The first execution of the job performed a left outer join, so all input records are output and non-matched fields are set to null (or default value if they are Java primitives). In addition, the first execution also specified to use only a unique match, thus printing out only one row per customer.
The second execution, however, specified that we wanted to do an inner join with all matches, so the output contained all orders where the customer paid with a credit card.
In the second execution, we also defined a second output that caught all the rows from the main flow that did not have any matches to the lookup.

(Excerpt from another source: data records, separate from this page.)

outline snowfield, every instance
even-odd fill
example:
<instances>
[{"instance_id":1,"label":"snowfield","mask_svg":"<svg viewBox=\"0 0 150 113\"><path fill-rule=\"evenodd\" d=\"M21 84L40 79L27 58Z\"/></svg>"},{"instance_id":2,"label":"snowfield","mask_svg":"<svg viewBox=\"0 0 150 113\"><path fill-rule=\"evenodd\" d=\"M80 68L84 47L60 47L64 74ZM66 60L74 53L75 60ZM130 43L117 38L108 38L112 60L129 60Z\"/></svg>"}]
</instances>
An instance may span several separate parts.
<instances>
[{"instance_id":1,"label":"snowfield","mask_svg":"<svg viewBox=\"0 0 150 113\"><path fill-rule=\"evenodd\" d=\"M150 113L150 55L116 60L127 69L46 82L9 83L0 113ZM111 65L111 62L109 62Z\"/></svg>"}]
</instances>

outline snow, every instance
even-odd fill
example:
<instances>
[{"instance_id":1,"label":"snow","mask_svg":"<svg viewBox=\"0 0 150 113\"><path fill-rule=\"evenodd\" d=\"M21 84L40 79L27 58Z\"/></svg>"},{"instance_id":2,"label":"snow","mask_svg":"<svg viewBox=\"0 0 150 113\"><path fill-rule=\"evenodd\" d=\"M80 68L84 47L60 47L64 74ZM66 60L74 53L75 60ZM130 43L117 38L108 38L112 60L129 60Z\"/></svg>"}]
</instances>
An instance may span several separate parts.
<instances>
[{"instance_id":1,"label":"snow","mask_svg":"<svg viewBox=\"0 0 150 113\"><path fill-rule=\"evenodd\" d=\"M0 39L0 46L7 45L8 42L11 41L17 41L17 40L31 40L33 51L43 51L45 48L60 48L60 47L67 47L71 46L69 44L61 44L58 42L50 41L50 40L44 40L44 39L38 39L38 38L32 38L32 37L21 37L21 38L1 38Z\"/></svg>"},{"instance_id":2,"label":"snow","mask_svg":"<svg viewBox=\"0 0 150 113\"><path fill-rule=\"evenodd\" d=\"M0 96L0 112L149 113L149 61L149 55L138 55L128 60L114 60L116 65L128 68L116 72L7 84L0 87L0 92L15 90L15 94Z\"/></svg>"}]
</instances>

This recipe illustrates the main features of joining using tMap, but only joins one table to another. It is also possible to join the same table with many other different keys from many lookups in a single tMap.
The next two recipes will show some examples of this.
The lookups are processed slightly earlier than the main flow. Due to the small volumes of data in this recipe, it isn’t apparent, but if you replace the file for tFileInputDelimited_2 with chapter04_jo_0080_orderData_large.csv, then this will become very apparent.
You will see that tMap loads the lookup data into memory tables at the start of the job before it begins processing the main data flow.
For batch data integration jobs, this is an efficient method, since it reduces the lookup time per transaction on the main flow, however, in the recipe Using reload at each row to process real-time/near real-time data, we will see how this method is not appropriate for small volume, real-time or near real-time data.
Also, be aware that in order to process large lookups, you will need to ensure that you have enough memory available and allocated to hold all the lookup data. If not, then the process will return out of memory errors.
Hierarchical joins using tMap
tMap has another level of joining capability, in that it can join together data in a hierarchical fashion. This simple example shows how easily this can be achieved using tMap.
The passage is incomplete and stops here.